NASA: Martian soil may be more alien than first thought

Initial tests showed asparagus would grow on Mars, but now space garden may be out

New test results coming in from the Phoenix Mars Lander suggest that Martian soil may not be so akin to Earth's after all.

A little over a month after NASA scientists announced that they were finding more familiar elements than alien ones in the soil on Mars from test results sent back by the Lander, researchers now have discovered evidence that that might not be the case after all. They're also double-checking to make sure that the Earth-like elements found by Phoenix on the northern pole of Mars weren't actually brought from Earth and deposited there when the Lander touched down.

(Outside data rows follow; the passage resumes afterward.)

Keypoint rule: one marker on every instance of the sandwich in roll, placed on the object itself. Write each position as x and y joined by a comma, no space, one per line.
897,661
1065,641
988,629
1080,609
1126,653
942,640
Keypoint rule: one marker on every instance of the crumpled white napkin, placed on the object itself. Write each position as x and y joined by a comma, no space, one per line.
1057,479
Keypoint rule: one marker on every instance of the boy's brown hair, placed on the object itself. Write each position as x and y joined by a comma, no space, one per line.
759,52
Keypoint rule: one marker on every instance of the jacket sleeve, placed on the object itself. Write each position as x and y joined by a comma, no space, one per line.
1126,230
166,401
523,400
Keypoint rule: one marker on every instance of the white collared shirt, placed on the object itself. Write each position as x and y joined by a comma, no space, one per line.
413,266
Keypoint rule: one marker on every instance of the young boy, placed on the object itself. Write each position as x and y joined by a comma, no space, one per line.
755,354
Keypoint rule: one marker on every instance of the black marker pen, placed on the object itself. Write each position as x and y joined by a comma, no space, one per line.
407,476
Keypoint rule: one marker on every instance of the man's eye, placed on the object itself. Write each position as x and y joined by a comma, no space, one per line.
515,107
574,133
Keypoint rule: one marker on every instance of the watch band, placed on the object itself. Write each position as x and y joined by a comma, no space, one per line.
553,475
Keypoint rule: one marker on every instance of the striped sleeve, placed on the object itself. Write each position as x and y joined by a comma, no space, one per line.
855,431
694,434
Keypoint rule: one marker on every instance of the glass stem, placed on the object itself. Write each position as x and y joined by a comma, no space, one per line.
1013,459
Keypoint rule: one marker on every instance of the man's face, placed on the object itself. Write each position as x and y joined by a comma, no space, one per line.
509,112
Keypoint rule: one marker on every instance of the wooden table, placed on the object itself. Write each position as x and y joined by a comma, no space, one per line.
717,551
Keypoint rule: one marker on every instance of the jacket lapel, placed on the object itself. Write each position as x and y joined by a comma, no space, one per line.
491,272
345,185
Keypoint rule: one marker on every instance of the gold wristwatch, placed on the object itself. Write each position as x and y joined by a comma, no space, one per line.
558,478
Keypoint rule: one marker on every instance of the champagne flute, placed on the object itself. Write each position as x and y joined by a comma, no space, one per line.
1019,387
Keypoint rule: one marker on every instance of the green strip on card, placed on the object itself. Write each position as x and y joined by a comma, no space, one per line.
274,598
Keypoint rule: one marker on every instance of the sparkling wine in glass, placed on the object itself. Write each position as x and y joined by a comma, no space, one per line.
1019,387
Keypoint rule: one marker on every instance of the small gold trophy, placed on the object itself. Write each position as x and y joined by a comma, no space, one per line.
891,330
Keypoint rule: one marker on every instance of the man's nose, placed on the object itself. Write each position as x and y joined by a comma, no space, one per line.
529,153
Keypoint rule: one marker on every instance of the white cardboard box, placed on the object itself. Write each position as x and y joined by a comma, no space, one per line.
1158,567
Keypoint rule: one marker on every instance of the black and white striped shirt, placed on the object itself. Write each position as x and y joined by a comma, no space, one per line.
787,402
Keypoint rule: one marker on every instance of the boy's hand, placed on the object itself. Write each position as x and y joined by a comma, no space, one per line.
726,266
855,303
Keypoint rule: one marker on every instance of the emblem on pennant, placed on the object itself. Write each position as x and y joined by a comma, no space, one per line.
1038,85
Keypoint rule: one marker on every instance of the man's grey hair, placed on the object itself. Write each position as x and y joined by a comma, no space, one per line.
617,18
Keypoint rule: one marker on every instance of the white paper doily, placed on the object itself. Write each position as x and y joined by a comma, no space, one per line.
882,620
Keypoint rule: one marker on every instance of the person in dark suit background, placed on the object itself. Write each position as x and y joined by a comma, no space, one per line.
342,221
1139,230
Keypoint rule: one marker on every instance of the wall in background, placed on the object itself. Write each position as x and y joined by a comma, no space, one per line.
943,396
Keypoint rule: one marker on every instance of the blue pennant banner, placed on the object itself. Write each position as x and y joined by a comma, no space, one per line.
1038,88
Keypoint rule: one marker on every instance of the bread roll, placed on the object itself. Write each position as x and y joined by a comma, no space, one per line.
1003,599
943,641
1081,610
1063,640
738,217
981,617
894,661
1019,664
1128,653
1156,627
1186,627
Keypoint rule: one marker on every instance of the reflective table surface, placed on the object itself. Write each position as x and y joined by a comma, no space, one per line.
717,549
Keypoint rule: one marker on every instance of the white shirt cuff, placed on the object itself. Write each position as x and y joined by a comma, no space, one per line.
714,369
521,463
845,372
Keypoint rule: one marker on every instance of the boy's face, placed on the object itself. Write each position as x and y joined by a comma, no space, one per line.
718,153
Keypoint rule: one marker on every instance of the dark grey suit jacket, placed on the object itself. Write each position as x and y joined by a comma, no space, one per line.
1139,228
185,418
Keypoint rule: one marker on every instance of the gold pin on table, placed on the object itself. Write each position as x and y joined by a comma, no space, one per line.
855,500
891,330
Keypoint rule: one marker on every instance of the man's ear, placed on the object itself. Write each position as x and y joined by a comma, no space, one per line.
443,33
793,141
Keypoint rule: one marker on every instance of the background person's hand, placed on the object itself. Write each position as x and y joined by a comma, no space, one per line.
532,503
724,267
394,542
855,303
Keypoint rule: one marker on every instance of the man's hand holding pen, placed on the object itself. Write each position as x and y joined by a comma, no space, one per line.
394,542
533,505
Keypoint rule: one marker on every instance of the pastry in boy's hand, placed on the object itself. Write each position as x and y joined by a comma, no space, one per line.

"We are committed to following a rigorous scientific process. While we have not completed our process on these soil samples, we have very interesting intermediate results," Peter Smith, Phoenix's principal investigator, said in a written statement released today. Smith, who is a senior research scientist at the University of Arizona, added that while the initial analyses from the wet chemistry laboratory onboard Phoenix suggested that Martian soil was like that of Earth, "further analysis has revealed un-Earthlike aspects of the soil chemistry."

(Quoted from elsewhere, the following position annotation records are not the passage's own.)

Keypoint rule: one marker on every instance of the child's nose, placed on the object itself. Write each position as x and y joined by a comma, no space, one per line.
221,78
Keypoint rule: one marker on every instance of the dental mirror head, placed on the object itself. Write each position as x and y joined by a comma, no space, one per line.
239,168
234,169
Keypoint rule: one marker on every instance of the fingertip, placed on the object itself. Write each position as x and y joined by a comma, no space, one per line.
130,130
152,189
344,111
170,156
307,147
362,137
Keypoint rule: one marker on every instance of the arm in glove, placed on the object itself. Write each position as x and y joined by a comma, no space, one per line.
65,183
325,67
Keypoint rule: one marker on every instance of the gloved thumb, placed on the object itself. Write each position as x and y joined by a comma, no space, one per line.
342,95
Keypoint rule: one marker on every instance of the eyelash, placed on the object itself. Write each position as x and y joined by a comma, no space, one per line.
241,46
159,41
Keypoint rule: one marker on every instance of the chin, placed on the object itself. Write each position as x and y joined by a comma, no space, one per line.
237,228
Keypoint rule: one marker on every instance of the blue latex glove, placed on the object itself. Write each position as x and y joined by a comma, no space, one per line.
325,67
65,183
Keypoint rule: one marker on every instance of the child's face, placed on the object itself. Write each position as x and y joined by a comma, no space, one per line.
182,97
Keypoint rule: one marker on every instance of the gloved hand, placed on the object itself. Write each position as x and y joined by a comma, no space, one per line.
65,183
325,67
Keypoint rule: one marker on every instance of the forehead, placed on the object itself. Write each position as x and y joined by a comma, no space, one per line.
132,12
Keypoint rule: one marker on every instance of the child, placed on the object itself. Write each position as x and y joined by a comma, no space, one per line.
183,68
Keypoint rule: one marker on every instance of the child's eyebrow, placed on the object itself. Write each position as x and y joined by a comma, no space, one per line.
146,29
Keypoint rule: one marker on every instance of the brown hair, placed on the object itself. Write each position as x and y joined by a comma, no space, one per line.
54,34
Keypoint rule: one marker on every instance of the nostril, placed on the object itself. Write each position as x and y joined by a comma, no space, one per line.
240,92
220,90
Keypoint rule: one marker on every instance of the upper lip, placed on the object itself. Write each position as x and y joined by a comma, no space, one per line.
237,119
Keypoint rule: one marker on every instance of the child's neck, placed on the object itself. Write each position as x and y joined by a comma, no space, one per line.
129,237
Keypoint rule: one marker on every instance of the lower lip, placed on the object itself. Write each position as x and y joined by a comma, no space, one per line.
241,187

NASA planned to hold a press conference at 2 p.m. EDT today to discuss the findings from the Mars research. In information sent out prior to the press conference, NASA noted that previous tests, including one done in the wet chemistry lab on Phoenix, showed the presence of perchlorate, which is described as a highly oxidizing substance. However, this week, the analysis ovens onboard the Lander sent back new information showing that no evidence of perchlorate was found in a sample taken directly above the ice layer on Mars.

Perchlorate can be found on Earth as both a natural and a manmade contaminant. According to the California Department of Toxic Substances Control, the compound is used as an ingredient in solid fuel for rockets and missiles. Perchlorate-based chemicals also are used to build fireworks, pyrotechnics and explosives. "Perchlorate is becoming a serious threat to human health and water resources," the department says on its Web site.

NASA scientists are working to figure out if the Mars Lander could have contaminated the testing area when it landed, or if Phoenix's testing instruments could have contained biological contaminants. "When surprising results are found, we want to review and ensure our extensive prelaunch contamination-control processes covered this potential," Barry Goldstein, the Phoenix mission's project manager, said in a statement.

In late June, after scientists received the first test results from the wet chemistry lab on the Lander, Samuel Kounaves, a Tufts University professor and a research affiliate at NASA's Jet Propulsion Laboratory, said that they "were all very flabbergasted at the data we got back." Phoenix is using a robotic arm to dig a shallow trench and then scoop up and analyze soil samples on the northern pole of Mars, and Kounaves said that the preliminary findings showed the presence of minerals that are essential to life."

"We basically have found what appears to be the requirements to support life, whether in the past, present or future," he said then. "We have elements that you might find in your backyard."

For instance, the soil was very alkaline, with a pH level of between 8 and 9, according to the initial data sent back by the Lander. The first tests also found magnesium, sodium, potassium and chloride in the Martian soil. "Some kinds of Earth life would be happy to live in these soils," Kounaves said in June. "Asparagus, green beans and turnips love alkaline soils."

Now, however, the question of whether the soil on Mars really is Earth-like appears to again be a bone of contention.